I don't know what's going to happen in the states now that the older generation of doctors committed to women's right to choose is aging out of the health care system.

portia,

I think you'll find one of the reasons younger doctors/nurses don't want to perform abortions is because of developments in technology such as ultrasound that shows — unequivocally — that there is a human growing inside the womb, not some mass of matter.

Scribe said...

Trouble,

What I'm saying is one murder in 11 years, or six in 16 years if you prefer that statistic, is hardly the epidemic this is being portrayed as by some to promote the anti-life cause.

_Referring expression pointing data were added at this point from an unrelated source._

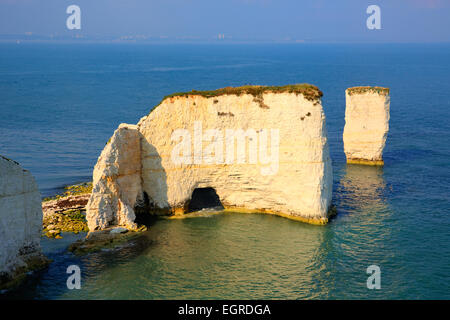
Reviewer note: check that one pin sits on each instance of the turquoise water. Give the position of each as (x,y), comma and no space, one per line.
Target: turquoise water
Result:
(60,103)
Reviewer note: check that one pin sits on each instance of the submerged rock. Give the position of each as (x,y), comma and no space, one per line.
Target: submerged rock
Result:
(261,149)
(20,224)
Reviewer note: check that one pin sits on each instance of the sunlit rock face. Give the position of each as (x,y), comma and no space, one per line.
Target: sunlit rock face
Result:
(20,221)
(261,149)
(116,181)
(366,124)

That's six murders too many, I'll grant you that.

I'd be interested to get people's take on the murder of a US soldier outside a recruitment centre in Arkansas the same day Tiller was killed. A Muslim convert shot and killed the soldier and tried to kill someone else. Obama said nothing, yet issued a statement almost immediately after Tiller's death. Why the contrasting responses?

lauredhel said...

Funny you should bring up that murder, Scribe. The suspect has already been charged with capital murder and 15 counts of "terroristic acts". Spot the difference between that and the Roeder case.

Additionally, you're wrong. Obama has made a statement on that case. Read about it here.

Scribe said...

OK, so he did make a comment eventually. Not within hours, though. It took days for him to respond.

Media coverage was incredibly disproportionate, too. Page 1 in the NYT for Tiller; page 16 for the army murder.

Even the story you linked to exposes the hypocrisy of the two cases.

For many people in the US, the Tiller murder is somehow more heinous that the soldier's murder.

Trouble said...

Scribe, you left out the 17 attempted murders, 179 assaults, 4 kidnappings, 659 bioterror threats, 41 bombings, 175 arsons, and 96 attempted bombings or arsons against abortion providers in the US since 1977. Apart from a handful of strikes with massive casualties, you'd be hard pressed to find a more active terror campaign in the modern US. Maybe the media response was heavy because people think this is a problem?

And you clearly don't know anything about ultrasounds. Come back when you can tell the unequivocal difference between a human embryo at 7 weeks and that of any other mammal. Any other vertebrate, for that matter.